Vegan beslenme pazarı katlanarak büyüyor

Yaşar Üniversitesi İşletme Fakültesi İşletme Bölümü Dr. Öğretim Görevlisi Gizem Kurt, 2030’a kadar 152 milyar dolarlık pazar değerine ulaşacağı öngörülen vegan beslenme pazarının son yıllarda ülkemizde de hızla geliştiğini belirterek, yenilikçi ürün geliştirmek isteyen markalar için pazar potansiyelinin oldukça yüksek olduğunu söyledi. Hayvansal ürün tüketiminden kaçınan kişilere yönelik bitki bazlı farklı alternatifler sunan üreticiler açısından pazarda bir boşluk olduğunu vurgulayan Dr. Kurt, V-Label’ın, pazar araştırma ve danışmanlık şirketi FMCG Gurus ile birlikte yürüttüğü yeni araştırmaya göre, Türkiye’de 2014-2020 yılları arasında vegan tüketicilerin sayısında yüzde 395 oranında yükseliş olduğunu, bunun da büyük bir pazar potansiyeli barındırdığını belirtti.

Earth System Science Data dergisinde yayınlanan Küresel Metan Bütçesi 2024 raporuna göre, günümüzde insan kaynaklı metan salınımının yüzde 40’ına yakınının hayvancılık endüstrisi kaynaklı olduğunu anlatan Dr. Kurt, “Bitki bazlı beslenme eğiliminin artması daha sürdürülebilir bir dünya için de katkı sağlayacak. Araştırmalar, insanların hayvanlara yedirdikleri mahsulleri hayvanları beslemek yerine kendilerinin tüketmesi durumunda dünyada açlık çeken insanların sayısında önemli bir azalma olacağını gösteriyor” diye konuştu.


“Sektör göz ardı edilemeyecek bir büyüklüğe ulaştı”

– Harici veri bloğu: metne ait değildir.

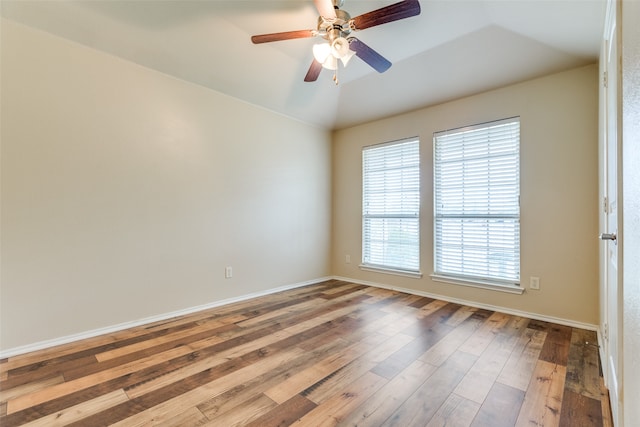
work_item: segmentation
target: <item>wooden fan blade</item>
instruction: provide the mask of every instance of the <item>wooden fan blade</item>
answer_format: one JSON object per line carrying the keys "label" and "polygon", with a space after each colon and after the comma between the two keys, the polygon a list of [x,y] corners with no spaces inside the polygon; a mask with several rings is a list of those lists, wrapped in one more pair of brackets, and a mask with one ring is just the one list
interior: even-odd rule
{"label": "wooden fan blade", "polygon": [[349,49],[379,73],[384,73],[391,67],[391,62],[355,37],[349,38]]}
{"label": "wooden fan blade", "polygon": [[353,18],[350,23],[356,30],[375,27],[376,25],[398,21],[411,16],[420,15],[418,0],[404,0]]}
{"label": "wooden fan blade", "polygon": [[336,18],[336,10],[333,8],[333,2],[331,0],[313,0],[313,2],[320,16],[327,19]]}
{"label": "wooden fan blade", "polygon": [[314,59],[311,63],[311,67],[309,67],[309,71],[307,71],[307,75],[304,76],[304,81],[315,82],[316,80],[318,80],[320,71],[322,71],[322,64]]}
{"label": "wooden fan blade", "polygon": [[252,36],[251,41],[255,44],[277,42],[280,40],[291,39],[303,39],[306,37],[315,37],[317,35],[315,30],[298,30],[298,31],[285,31],[282,33],[260,34]]}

Uzmanlık alanı tüketici davranışları ve pazarlama olan Dr. Kurt, vegan beslenme pazarının gelecekte daha da stratejik bir öneme sahip olacağını belirterek, “Veganlık, hayvan hakları savunuculuğu veya dengeli-sağlıklı beslenme motivasyonlarıyla ilişkilendirilen bir beslenme türü. Konunun toplumsal ve insanı boyutunun yanında tüketici davranışları ve pazarlama yönünden bakacak olursak da artık bu sektör göz ardı edilemeyecek bir büyüklüğe ulaştı. Birçok büyük ölçekli firma ürün gamına vegan ürünleri eklemeye başladı” diye konuştu.


“Üreticiler açısından pazarda bir boşluk var”

Yenilikçi ürün ve üreticilerin önünün açık olduğunu ifade eden Dr. Kurt, “Hayvansal ürün tüketiminden kaçınan kişilere yönelik farklı alternatifler sunan üreticiler açısından pazarda bir boşluk var.  Üretici ve ürün geliştiriciler, bitki bazlı ürünlere ilginin artmasıyla farklı ürün formatları için de pazar oluşturmaya başladı. Daha önceleri soya sütünün hâkim olduğu bitki bazlı süt sektörü, artık bademden pirince, fındıktan yulafa ve hindistan cevizine kadar çok çeşitli bitkisel süt, peynir ve yoğurt seçenekleri sunuyor. Bu noktada bitkisel temelli beslenmek isteyen tüketiciye farklı alternatifler sunan üreticiler pazarda daha kalıcı bir yer edinebilir” dedi.